One of the basic characteristics of Yii modules is that they cannot be deployed alone. In order to have your web application work, one needs a central module that can process all request, and relay the information to other modules when necessary. This central module should be able to keep application-level configuration settings. This is where the CApplication becomes useful.

The CApplication class extends the CModule class given a module the ability to be used as a standalone module. It is a module that prescribes how a user request should be handled. It is an abstract class, meaning one cannot create an instance of it. Since it keeps application-level configuration, it defines certain properties to help it achieve its functionality.

charset;
the charset currently used for the application. Defaults to 'UTF-8'.

controller read-only
public CController getController()
the currently active controller. Null is returned in this base class.

extensionPath 
public string getExtensionPath()
public void setExtensionPath(string $path)
Returns the root directory that holds all third-party extensions.

homeUrl 
public string getHomeUrl()
public void setHomeUrl(string $value)

language 
public string getLanguage()
public void setLanguage(string $language)
Returns the language that the user is using and the application should be targeted to.

name 
public string $name;
the application name. Defaults to 'My Application'.

runtimePath 
public string getRuntimePath()
public void setRuntimePath(string $path)
Returns the directory that stores runtime files.

sourceLanguage 
public string $sourceLanguage;
the language that the application is written in. 

CApplication has six life cycles it undergoes when responding to a user request. The first three is activated when its constructor is called, and the last three is when its run() method is called.

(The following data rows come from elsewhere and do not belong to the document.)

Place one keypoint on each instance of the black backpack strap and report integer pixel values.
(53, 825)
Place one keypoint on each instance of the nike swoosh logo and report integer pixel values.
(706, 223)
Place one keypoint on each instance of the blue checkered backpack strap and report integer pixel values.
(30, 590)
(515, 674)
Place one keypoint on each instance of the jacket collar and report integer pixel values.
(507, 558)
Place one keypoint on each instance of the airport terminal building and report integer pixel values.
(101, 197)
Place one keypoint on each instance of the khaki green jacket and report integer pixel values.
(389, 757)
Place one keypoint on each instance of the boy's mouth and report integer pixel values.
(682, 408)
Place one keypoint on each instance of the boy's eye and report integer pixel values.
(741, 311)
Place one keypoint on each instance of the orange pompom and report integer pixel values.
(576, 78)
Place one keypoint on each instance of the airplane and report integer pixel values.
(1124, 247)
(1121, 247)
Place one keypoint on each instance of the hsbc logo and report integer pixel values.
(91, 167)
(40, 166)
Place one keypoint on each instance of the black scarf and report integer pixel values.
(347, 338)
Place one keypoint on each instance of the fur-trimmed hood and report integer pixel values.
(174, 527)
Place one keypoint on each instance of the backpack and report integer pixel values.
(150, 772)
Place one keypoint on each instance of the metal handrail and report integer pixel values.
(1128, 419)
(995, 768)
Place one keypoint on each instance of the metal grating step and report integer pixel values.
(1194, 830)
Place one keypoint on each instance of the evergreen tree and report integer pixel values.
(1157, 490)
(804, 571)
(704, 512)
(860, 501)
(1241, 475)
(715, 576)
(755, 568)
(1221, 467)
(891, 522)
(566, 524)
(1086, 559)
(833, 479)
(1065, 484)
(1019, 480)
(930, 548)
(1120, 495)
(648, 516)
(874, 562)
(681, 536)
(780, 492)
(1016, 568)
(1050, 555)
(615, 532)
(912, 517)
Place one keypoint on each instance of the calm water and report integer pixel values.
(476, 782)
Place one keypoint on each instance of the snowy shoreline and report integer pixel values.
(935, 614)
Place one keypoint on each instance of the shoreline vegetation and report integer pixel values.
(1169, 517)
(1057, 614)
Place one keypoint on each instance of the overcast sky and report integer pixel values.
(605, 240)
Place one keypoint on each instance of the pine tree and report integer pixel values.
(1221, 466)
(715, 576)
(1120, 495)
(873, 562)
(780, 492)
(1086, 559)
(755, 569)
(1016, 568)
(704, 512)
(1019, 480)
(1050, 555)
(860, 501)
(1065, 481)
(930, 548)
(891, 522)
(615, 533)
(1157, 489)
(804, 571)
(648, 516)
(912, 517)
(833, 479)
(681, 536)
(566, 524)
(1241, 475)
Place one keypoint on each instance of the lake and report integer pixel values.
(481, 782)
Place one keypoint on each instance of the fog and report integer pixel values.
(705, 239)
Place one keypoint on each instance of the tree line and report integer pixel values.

  1. load application configuration;
  2. set up class autoloader and error handling;
  3. load core application components;
  4. onBeginRequest: An event raised for any attached listener to pre-process the user request;
  5. processRequest: process the user request;
  6. onEndRequest: An event raised for any attached listener to post process the user request;

From the above one can notice one important method processRequest().It is the place where the actual request processing work is done. It signature is

abstract public void processRequest(). 

Starting from lifecycle 3, if a PHP error or an uncaught exception occurs, the application will switch to its error handling logic and jump to step 6 afterwards.